Caucus rules allow for a leadership ballot in circumstances where a minimum third of the caucus put their names to a petition.
However, this option is seen as least likely because it requires MPs to show their hand even before the
leadership ballot is secured. With MPs hostile to Ms Gillard and convinced the party is headed for annihilation under her leadership itching for the showdown, the tactic of choice to date has been one of maximum pressure, creating a more-or-less permanent sense of chaos in the hope of forcing Ms Gillard to move to clear the air.
However, Ms Gillard's backers say that will not be happening and they insist the embattled Prime Minister will lead them to the poll.
As the smouldering leadership tensions burst into the open, ministers and influential backbench MPs loyal to Ms Gillard began calling colleagues to shore up her base, with phones running hot.

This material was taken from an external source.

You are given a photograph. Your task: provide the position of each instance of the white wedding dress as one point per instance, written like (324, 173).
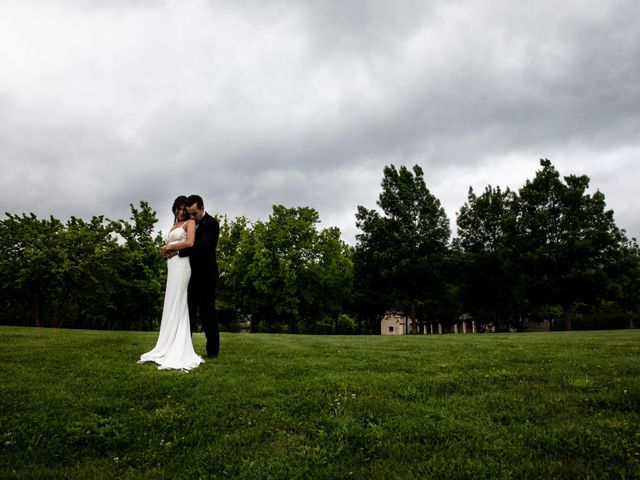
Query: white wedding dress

As the penultimate sitting day wore on, it is understood Rudd backers were also trying to crack Ms Gillard's support base, particularly in the Victorian Right faction where the influence of Bill Shorten and Stephen Conroy has ensured a block of votes remain locked in behind the Prime Minister.
The Parliament breaks on Thursday for six weeks before the May budget.
Mr Fitzgibbon's comments suggest the chances of a leadership change turn on what happens in the final day before the recess - traditionally the most dangerous time for wounded leaders.